I've taken the time to invent, in overview form, an entire Digital Math course in which I'm keen to include said "concentric hierarchy" (above) as a part of what I call Martian Math (because it's futuristic, also somewhat unfamiliar i.e. alien).
However, even minus this new way of possibly satisfying Oregon's three year math requirement (for a high school diploma), isn't this just standard fare we should expect through our Math Learning Center or any professional body of math teachers (e.g. NCTM, MAA)?
The question is somewhat rhetorical, as the answer is no, this is not heritage our math teachers currently see fit to share.

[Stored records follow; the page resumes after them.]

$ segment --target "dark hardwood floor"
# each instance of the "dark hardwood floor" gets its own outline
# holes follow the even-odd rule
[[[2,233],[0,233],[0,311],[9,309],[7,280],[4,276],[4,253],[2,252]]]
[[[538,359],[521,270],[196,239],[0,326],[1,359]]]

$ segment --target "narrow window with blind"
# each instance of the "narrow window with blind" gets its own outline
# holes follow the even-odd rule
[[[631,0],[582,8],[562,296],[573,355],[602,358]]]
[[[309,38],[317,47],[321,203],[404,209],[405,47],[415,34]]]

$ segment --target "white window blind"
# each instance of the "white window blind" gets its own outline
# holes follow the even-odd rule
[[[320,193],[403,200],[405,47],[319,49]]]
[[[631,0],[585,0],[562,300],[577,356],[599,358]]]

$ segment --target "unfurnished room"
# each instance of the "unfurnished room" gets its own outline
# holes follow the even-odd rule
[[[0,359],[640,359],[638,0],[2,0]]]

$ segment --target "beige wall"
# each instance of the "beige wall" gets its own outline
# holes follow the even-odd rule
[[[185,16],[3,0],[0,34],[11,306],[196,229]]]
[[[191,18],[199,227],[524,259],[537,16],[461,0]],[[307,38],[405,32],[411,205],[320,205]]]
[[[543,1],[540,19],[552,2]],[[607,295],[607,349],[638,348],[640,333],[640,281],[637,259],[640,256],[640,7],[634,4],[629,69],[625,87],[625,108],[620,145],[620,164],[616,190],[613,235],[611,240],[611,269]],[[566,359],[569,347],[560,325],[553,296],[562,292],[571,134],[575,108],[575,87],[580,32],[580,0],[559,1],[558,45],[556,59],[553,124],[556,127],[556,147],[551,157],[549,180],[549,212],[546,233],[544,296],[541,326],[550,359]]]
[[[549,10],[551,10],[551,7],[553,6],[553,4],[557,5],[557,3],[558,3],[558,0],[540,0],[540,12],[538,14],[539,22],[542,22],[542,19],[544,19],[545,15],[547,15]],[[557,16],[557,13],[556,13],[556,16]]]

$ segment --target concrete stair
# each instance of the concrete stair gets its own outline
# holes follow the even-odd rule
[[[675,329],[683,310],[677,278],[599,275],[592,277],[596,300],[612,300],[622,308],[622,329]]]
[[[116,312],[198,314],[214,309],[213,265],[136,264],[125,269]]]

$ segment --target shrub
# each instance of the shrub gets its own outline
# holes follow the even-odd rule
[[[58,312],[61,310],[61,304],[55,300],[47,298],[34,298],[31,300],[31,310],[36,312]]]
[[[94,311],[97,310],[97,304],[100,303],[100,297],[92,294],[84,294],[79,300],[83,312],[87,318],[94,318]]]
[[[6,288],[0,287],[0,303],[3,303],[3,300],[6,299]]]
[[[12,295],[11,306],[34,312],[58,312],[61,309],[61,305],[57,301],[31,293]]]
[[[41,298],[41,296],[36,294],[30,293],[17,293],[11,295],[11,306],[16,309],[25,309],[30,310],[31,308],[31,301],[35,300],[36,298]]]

That's a bone of contention of course i.e. we're not all on the same page in accepting this verdict. I'm teaching math, and my Oregon Curriculum Network has been a consistent champion of this material.
My credentials are enough in order to make this not dismissible as the work of a kook, plus this isn't really just a matter of relying on my own credentials as I come to these ideas through inheritance, am not their primary source.
I'm not seeing myself as some kind of fringe or marginal figure in suggesting this hole in the curriculum be filled. I'm seeing myself as being rather conservative and in cahoots with other thoughtful curriculum designers responding to needs in industry and commerce, wanting to have a robust education system, a goal I assume we all share. At no point have I suggested shoving other important content aside. Yet we need to make room, need to upgrade pronto.
I actually think we're paying a really high price for dilly dallying any longer. This stuff isn't that hard to talk and write about, coherently. I challenge us to at least some intelligent debate. Too much to ask?